Perhaps, the most arduous task for the new chairman would be to maintain a balance between customer welfare and insurers’ growth. Though Hari Narayan upheld the customer as supreme and based regulations on customer interests, those in the sector want the new chairman to uphold company growth as well.
“Though products like micro insurance may be mandated by the Irda chairman to serve customers, it is imperative to ensure the right mix in terms of prices and services of each product is maintained. This is required to ensure our business interests are not hampered,” said the head of rural and social insurance at a general insurance company.
Bancassurance as a channel of distribution is what companies are vouching for to expand reach. At present, a bank is allowed to tie up with only one life and one non-life insurer to sell its products. Insurers who entered the sector late lost on the opportunity. Hence, they are scouting for opening of the bancassurance architecture.
“Some of our peers are not comfortable with the fact that their parent bank would also be able to sell products of other insurance company. The finalisation of the regulation is, hence, bound to be delayed,” said a senior executive of a general insurance company involved with product distribution.
However, other institutions, including the Reserve Bank of India, have reservations about the Irda model of letting banks act as agents. Hence, insurers fear pushing these changes would be Herculean.
Areas such as catastrophe insurance are also expected to become a bone of contention between Irda and the insurers. Offering mandatory insurance to cover catastrophic events and formulating a catastrophe pool is what some in the sector have been asking.
This has not been finalised, owing to a fear of it leading to a similar consequence as the third party motor pool.
The equity investment cap for all insurers has been capped at 15 per cent. While a separate equity investment limit of 30 per cent for Life Insurance Corporation of India (LIC) has been permitted by the government, which owns it, the new chairman will have to clarify the Irda stand on this matter.
Hari Narayan was open about his discomfort with this special status for LIC.
In life insurance products, after the regulatory changes, both unit-linked plans and pensions are back to the market but volumes are still low. Experts say a push from the regulator is needed. “Ulips are good products and we are hoping the new regulator is able to increase commissions on these for agents, so that they are incentivised to sell them,” said the chief executive of a private life insurer.

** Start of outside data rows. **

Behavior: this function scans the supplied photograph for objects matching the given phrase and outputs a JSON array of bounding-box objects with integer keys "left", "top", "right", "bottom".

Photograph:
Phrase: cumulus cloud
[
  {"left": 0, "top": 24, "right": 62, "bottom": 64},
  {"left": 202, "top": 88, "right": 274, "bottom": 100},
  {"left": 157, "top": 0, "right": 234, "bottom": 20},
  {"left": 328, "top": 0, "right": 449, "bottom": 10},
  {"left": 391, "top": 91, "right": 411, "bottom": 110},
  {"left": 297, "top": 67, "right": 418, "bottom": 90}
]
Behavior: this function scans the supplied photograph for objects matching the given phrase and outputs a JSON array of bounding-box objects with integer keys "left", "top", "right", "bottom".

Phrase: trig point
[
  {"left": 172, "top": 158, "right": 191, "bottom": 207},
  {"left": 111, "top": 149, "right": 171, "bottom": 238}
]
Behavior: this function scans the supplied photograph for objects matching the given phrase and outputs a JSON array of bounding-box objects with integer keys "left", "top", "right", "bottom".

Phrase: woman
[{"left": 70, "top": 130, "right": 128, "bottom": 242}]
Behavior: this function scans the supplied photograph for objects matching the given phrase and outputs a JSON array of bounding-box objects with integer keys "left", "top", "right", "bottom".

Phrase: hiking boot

However, while pending reforms might make it a difficult beginning for the new chairman, a lot of tedious work has already been completed by the outgoing one. Product guidelines, fixing the surrender charges for policies and altering the commission structure for agents, has been finalised and is on the way to become a regulation. Similarly, the notification banning the highest net asset value products of life insurers have been formulated and only needs to be gazetted.